Democratic Party of Oregon Will Return Illegal $500K FTX Contribution


The Democratic Party of Oregon said Friday it will return the illegal $500,000 campaign contribution it received last October from an executive at FTX, the bankrupted cryptocurrency exchange, by tapping into contributions from some of the state’s most powerful Democrats.

The party said in a news release Friday that it would disgorge the $500,000 to the U.S. Marshal’s Service, as requested on April 13 in a letter from the U.S. Justice Department, which said it intended to use the funds to compensate victims of the FTX fraud.

The DPO received the contribution last fall from FTX executive Nishad Singh, but at his request, party officials misattributed it to Prime Trust, a crypto payment processor. Singh pled guilty to fraud and other charges in February. The Oregon Secretary of State’s election division subsequently investigated the party’s handling of the contribution, and fined it $15,000 last month.

The Oregon Department of Justice is also reviewing whether to open a criminal investigation into whether the DPO violated a state law against accepting campaign contributions under a false name.

The party said Friday that it is is also complying with an additional request to return $7,100 out of a $10,000 contribution that former FTX Chief Executive Sam Bankman-Fried made to the Oregon Victory Fund last year and was later transferred to the DPO. Bankman-Fried faces a slew of criminal charges tied FTX’s collapse.

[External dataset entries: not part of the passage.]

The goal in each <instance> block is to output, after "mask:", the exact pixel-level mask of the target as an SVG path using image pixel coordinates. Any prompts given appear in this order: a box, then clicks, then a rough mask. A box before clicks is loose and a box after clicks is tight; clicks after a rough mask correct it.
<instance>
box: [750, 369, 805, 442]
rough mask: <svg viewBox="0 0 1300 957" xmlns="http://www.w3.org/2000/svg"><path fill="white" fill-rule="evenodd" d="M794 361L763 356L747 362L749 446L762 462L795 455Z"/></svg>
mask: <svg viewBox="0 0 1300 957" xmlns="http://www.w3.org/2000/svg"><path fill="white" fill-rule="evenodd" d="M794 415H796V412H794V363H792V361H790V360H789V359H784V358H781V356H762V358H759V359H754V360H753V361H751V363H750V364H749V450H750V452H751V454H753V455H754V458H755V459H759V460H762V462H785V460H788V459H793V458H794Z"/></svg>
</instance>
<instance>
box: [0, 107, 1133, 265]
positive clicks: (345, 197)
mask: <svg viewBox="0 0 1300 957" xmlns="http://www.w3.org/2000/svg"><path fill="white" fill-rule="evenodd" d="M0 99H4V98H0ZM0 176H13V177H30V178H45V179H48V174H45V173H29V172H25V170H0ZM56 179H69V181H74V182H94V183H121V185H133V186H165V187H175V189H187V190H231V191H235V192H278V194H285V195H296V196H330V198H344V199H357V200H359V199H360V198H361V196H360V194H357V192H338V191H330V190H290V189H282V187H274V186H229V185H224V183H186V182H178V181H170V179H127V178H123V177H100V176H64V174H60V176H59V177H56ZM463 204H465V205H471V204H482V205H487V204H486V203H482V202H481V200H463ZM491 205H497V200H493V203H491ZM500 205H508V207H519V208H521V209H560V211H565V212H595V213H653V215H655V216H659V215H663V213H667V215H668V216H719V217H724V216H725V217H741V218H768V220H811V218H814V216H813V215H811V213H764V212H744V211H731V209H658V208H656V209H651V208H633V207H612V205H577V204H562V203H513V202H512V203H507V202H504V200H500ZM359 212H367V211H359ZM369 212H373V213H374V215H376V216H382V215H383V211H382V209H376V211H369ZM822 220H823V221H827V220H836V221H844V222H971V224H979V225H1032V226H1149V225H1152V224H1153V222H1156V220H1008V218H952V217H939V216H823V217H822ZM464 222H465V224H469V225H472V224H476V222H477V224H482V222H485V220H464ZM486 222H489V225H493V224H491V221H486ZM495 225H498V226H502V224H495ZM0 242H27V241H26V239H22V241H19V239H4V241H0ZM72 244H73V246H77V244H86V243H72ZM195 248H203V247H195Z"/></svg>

The party’s state account, where the $500,000 was deposited in October and quickly spent on the gubernatorial and other campaigns in last November’s election, has a balance of only $32,000, according to state campaign finance filings. But in Friday’s news release, a party official credited the ability to repay the money to contributions from the campaign accounts of Gov. Tina Kotek, U.S. Sens. Ron Wyden and Jeff Merkley, and U.S. Reps. Earl Blumenauer, Suzanne Bonamici and Val Hoyle.

Kotek’s campaign filings showed a $100,000 contribution Friday to the party.

“The party has been working together to resolve this issue since Nishad Singh’s guilty plea to federal charges,” Dr. Rosa Colquitt, chair of the DPO, said in a statement. “This resolution will fully account for these donations by ensuring the funds go where they belong — to federal law enforcement officials working to achieve justice in this case.”

In fact, the party was already caught in a controversy of its own making over the historically large contribution from a company that had little to gain by influencing Oregon’s state politics, but would certainly want to curry favor with members of Congress in a position to influence cryptocurrency regulation.

Democrats’ heavy hitters like Kotek and Wyden are likely hoping the repayment will get an embarrassing albatross off their backs.

Hank Stern, a spokesperson for Wyden, said via email that Wyden had separately returned to the U.S. Marshal’s Service the $2,900 portion of Bankman-Fried’s $10,000 contribution to the Oregon Victory Fund that went to his campaign fund. While the fundraiser who helped arrange the larger contribution to the party is one who has worked for Wyden for years, Stern said his office had no role in brokering the contribution to the state party, which came as Republican gubernatorial candidate Christine Drazan appeared to be surging in the polls.

The party had little choice but to repay the funds, according to Brett Kappel, a Washington D.C., campaign finance lawyer who represents nonprofits and political campaigns. He said that precedent was well established when bankruptcy receivers went after recipients of campaign contributions after the bankruptcies of Enron in 2001 and Stanford Financial Group in 2009.

Recipients of contribution in both those cases argued they couldn’t be required to return the money because they’d already spent it. That’s didn’t fly in court, Kappel said, which determined the contributions were fraudulent transfers.

“If you get a court order that these are fraudulent conveyances, it becomes a debt that they have to continue reporting on (campaign finance reports) until its paid off,” he said. “You can’t escape the bankruptcy court.”